Each of these traversals visits the vertices of the graph in a prescribed way
so that we visit the unvisited neighbors of the current vertex.
This gives us a tree (which is captured by the `parent`

array in our pseudo-code).

A *tree* is a graph that has no cycles (a *cycle* being a path in the graph that
starts and ends at the same vertex).

For instance, in our graph there are a lot of paths that could start and end at the yellow vertex—one represents going out the door, turning left and then taking a left at each intersection until you are back on Boren and at the door again.

Because the traversals ask *have I been here?* before visiting a vertex,
they each construct a tree as they traverse the graph as shown below.

These trees show us the difference between BFS and DFS: BFS methodically visits the three casting a wide net for the search, while DFS runs through the graph following a single path until it either finds what it is looking for or has to backtrack. In this particular problem – searching the graph for any path – DFS can be faster, but it is possible to take the wrong turns and visit the full graph when a shorter path might exist.

For this reason, in Artificial Intelligence, modified versions of these strategies have been developed to solve graph search problems.

These trees are subgraphs of the original graph, and because our problem is really to search for a particular vertex in the graph, they may not actually include all of the vertices in the graph.

However, a tree that does include all of the vertices is called a *spanning tree*,
and these trees are the basis of other kinds of computational problems.

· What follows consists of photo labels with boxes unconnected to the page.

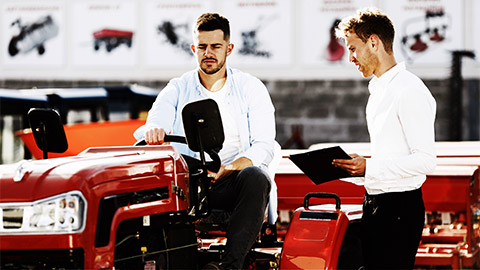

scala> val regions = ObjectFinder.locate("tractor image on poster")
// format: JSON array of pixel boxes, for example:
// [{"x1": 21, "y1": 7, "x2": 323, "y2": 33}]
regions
[
  {"x1": 93, "y1": 28, "x2": 133, "y2": 52},
  {"x1": 8, "y1": 15, "x2": 58, "y2": 57}
]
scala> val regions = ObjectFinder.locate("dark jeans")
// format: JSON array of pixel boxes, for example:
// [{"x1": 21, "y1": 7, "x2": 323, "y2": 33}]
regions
[
  {"x1": 209, "y1": 166, "x2": 270, "y2": 269},
  {"x1": 362, "y1": 189, "x2": 425, "y2": 269}
]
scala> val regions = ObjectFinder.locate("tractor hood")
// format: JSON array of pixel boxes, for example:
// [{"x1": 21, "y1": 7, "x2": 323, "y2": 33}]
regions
[{"x1": 0, "y1": 146, "x2": 187, "y2": 203}]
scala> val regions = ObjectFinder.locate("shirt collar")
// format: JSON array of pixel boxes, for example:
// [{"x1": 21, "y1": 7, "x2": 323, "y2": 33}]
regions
[
  {"x1": 368, "y1": 62, "x2": 406, "y2": 94},
  {"x1": 194, "y1": 66, "x2": 232, "y2": 94}
]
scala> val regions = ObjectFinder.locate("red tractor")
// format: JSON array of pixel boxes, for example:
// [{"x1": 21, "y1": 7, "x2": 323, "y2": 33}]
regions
[{"x1": 93, "y1": 28, "x2": 133, "y2": 52}]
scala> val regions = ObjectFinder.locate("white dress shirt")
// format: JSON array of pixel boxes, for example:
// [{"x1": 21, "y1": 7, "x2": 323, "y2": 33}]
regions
[{"x1": 346, "y1": 63, "x2": 436, "y2": 195}]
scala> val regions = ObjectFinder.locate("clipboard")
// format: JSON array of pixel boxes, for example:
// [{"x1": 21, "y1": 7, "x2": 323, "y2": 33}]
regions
[{"x1": 289, "y1": 146, "x2": 352, "y2": 185}]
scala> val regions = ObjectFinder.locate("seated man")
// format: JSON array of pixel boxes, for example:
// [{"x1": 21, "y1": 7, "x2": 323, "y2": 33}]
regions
[{"x1": 134, "y1": 13, "x2": 275, "y2": 269}]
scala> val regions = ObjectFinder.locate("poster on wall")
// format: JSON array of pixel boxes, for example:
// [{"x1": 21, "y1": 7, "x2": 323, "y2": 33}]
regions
[
  {"x1": 143, "y1": 0, "x2": 212, "y2": 68},
  {"x1": 298, "y1": 0, "x2": 375, "y2": 67},
  {"x1": 71, "y1": 1, "x2": 138, "y2": 67},
  {"x1": 384, "y1": 0, "x2": 464, "y2": 66},
  {"x1": 0, "y1": 1, "x2": 65, "y2": 68},
  {"x1": 221, "y1": 0, "x2": 294, "y2": 67}
]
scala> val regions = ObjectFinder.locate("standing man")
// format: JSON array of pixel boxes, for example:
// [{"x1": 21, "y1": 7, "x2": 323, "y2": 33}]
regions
[
  {"x1": 134, "y1": 13, "x2": 275, "y2": 269},
  {"x1": 333, "y1": 8, "x2": 436, "y2": 269}
]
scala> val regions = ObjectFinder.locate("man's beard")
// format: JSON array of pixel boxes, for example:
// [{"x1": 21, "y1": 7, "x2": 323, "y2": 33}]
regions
[{"x1": 200, "y1": 55, "x2": 226, "y2": 75}]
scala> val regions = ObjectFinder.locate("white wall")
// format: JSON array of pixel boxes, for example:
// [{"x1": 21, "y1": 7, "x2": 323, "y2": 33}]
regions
[{"x1": 0, "y1": 0, "x2": 480, "y2": 81}]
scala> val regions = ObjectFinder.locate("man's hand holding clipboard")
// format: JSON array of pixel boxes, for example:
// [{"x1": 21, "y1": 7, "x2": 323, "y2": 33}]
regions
[
  {"x1": 332, "y1": 154, "x2": 367, "y2": 176},
  {"x1": 289, "y1": 146, "x2": 365, "y2": 185}
]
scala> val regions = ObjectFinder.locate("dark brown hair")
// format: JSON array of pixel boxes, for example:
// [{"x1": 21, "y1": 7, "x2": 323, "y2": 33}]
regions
[
  {"x1": 194, "y1": 13, "x2": 230, "y2": 41},
  {"x1": 336, "y1": 8, "x2": 395, "y2": 53}
]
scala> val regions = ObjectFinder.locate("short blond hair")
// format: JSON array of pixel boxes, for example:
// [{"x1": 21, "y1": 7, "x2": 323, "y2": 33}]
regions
[{"x1": 335, "y1": 8, "x2": 395, "y2": 53}]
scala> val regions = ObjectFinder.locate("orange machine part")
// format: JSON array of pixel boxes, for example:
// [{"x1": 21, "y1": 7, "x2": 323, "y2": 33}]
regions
[{"x1": 15, "y1": 120, "x2": 145, "y2": 159}]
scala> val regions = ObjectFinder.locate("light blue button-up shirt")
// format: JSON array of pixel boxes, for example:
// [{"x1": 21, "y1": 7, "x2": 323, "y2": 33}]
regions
[
  {"x1": 134, "y1": 68, "x2": 275, "y2": 167},
  {"x1": 134, "y1": 67, "x2": 277, "y2": 223}
]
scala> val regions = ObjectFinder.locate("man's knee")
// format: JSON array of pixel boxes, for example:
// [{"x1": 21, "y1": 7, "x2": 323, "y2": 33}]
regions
[{"x1": 238, "y1": 166, "x2": 271, "y2": 192}]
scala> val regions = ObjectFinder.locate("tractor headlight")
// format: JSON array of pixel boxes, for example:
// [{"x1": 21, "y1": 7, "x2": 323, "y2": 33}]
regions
[{"x1": 0, "y1": 191, "x2": 87, "y2": 234}]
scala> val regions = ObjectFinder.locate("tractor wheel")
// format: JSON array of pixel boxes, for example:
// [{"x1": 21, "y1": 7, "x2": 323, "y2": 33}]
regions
[
  {"x1": 37, "y1": 44, "x2": 45, "y2": 55},
  {"x1": 8, "y1": 37, "x2": 19, "y2": 56}
]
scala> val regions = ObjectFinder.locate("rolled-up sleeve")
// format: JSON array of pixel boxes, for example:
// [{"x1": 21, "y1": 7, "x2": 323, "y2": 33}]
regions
[{"x1": 240, "y1": 78, "x2": 276, "y2": 166}]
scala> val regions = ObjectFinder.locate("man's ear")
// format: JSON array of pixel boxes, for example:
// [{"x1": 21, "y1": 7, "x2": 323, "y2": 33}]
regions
[
  {"x1": 227, "y1": 43, "x2": 234, "y2": 56},
  {"x1": 368, "y1": 34, "x2": 381, "y2": 49}
]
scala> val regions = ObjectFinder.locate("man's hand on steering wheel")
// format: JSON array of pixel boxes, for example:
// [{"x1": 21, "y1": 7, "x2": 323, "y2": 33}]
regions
[{"x1": 145, "y1": 128, "x2": 167, "y2": 145}]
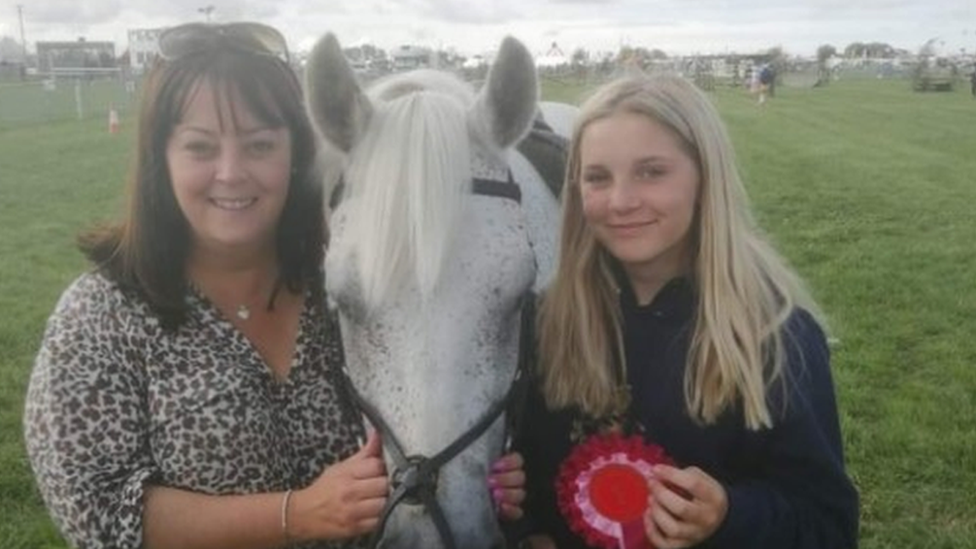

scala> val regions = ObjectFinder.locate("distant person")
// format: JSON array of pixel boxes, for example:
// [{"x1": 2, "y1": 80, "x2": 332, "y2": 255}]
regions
[
  {"x1": 24, "y1": 23, "x2": 524, "y2": 549},
  {"x1": 516, "y1": 76, "x2": 859, "y2": 549}
]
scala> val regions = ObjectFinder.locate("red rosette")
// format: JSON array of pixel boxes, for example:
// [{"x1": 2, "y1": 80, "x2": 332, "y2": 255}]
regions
[{"x1": 556, "y1": 433, "x2": 674, "y2": 549}]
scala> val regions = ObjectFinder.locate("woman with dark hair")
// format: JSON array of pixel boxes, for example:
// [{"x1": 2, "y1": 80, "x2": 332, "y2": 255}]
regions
[{"x1": 24, "y1": 23, "x2": 522, "y2": 549}]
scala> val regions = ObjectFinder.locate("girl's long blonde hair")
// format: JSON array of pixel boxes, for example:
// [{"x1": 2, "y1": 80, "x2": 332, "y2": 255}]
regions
[{"x1": 539, "y1": 76, "x2": 819, "y2": 429}]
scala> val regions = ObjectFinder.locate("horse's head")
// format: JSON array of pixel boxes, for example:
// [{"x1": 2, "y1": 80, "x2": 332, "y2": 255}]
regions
[{"x1": 306, "y1": 35, "x2": 558, "y2": 548}]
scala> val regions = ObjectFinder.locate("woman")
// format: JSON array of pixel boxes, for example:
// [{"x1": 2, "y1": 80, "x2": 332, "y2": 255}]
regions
[
  {"x1": 24, "y1": 23, "x2": 522, "y2": 549},
  {"x1": 517, "y1": 77, "x2": 858, "y2": 549}
]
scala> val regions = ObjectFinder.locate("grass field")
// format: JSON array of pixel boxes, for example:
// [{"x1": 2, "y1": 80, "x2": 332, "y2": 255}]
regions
[{"x1": 0, "y1": 76, "x2": 976, "y2": 549}]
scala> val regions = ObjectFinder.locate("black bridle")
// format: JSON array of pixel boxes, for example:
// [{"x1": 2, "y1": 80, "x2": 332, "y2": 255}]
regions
[{"x1": 342, "y1": 171, "x2": 535, "y2": 549}]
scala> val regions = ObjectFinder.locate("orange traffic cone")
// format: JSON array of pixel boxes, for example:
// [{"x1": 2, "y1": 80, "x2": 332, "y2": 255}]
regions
[{"x1": 108, "y1": 106, "x2": 119, "y2": 133}]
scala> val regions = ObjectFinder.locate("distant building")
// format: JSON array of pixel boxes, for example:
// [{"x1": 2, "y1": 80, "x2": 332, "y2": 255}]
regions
[
  {"x1": 535, "y1": 42, "x2": 569, "y2": 68},
  {"x1": 37, "y1": 38, "x2": 116, "y2": 73},
  {"x1": 129, "y1": 28, "x2": 166, "y2": 74}
]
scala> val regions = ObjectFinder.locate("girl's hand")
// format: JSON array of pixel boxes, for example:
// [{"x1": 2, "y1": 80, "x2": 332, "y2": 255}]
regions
[
  {"x1": 488, "y1": 452, "x2": 525, "y2": 520},
  {"x1": 644, "y1": 465, "x2": 729, "y2": 549}
]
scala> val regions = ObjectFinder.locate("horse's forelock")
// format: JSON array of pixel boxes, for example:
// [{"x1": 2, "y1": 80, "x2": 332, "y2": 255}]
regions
[{"x1": 346, "y1": 73, "x2": 473, "y2": 309}]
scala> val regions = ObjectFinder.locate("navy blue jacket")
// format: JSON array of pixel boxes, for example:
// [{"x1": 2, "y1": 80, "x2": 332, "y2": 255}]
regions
[{"x1": 512, "y1": 279, "x2": 858, "y2": 549}]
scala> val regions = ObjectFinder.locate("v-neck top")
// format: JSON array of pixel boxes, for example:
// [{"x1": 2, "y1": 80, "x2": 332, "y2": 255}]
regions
[{"x1": 24, "y1": 272, "x2": 370, "y2": 549}]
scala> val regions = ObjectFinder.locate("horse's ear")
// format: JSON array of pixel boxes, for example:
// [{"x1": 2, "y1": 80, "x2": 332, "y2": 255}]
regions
[
  {"x1": 472, "y1": 36, "x2": 539, "y2": 149},
  {"x1": 305, "y1": 32, "x2": 373, "y2": 152}
]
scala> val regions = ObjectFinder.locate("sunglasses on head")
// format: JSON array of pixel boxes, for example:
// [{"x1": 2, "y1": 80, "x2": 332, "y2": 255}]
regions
[{"x1": 159, "y1": 22, "x2": 289, "y2": 63}]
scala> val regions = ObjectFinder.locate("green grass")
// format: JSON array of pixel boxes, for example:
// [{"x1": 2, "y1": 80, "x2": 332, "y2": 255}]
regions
[
  {"x1": 0, "y1": 80, "x2": 976, "y2": 549},
  {"x1": 0, "y1": 77, "x2": 136, "y2": 130}
]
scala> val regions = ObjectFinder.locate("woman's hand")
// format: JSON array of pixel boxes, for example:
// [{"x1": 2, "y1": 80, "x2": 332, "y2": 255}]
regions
[
  {"x1": 287, "y1": 431, "x2": 390, "y2": 541},
  {"x1": 488, "y1": 452, "x2": 525, "y2": 520},
  {"x1": 644, "y1": 465, "x2": 729, "y2": 549}
]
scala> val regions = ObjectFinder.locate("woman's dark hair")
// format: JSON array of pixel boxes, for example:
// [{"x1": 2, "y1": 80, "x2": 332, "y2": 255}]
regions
[{"x1": 78, "y1": 47, "x2": 325, "y2": 328}]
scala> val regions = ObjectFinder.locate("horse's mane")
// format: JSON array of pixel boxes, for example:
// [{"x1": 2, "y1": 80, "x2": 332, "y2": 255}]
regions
[{"x1": 343, "y1": 71, "x2": 474, "y2": 310}]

## Trees as data structures

We use trees all the time to define data structures as implementations of abstract data types (ADTs) or as the basis for algorithms.

For sets/dictionaries/indexes we have binary search trees, 2-3 trees, B-trees and relatives; for priority queues we have heaps (a form of binary tree); and for pattern matching we have tries and suffix trees.

We *are* concerned about properties of the tree as a graph, but only because they
affect the efficiency of the operations on the tree.

For instance, the length of the paths from the root of a binary search tree to each leaf should be minimized, which happens when the tree is balanced. But, the fact that two binary search trees, where one is balanced and the other is not, are effectively the same, has nothing to do with the properties of the tree as a graph, and everything to do with how the data is organized within the tree.

(Still not with me? Read up on splay trees and ponder how a splay tree’s graphiness is important.)

When we are thinking about trees in data structures, graphs rarely come up. In the mathematical sense, these trees are graphs, but it is helpful to keep the idea of trees as graphs and trees as data structures separate in your head.

## Learning more

In the long run, you are going to want to be able to solve problems beyond the interview, and for that I recommend going beyond interview books.

There are a lot of good books andresources for data structures and algorithms—most of which are tailored to a particular programming language.

One of my favorites, which is not tailored this way, is the Algorithm Design Manual by Steven Skiena. The book and website are both good resources on algorithms for graph (and other) problems, and one of the first places I go to remind myself of how to approach a problem.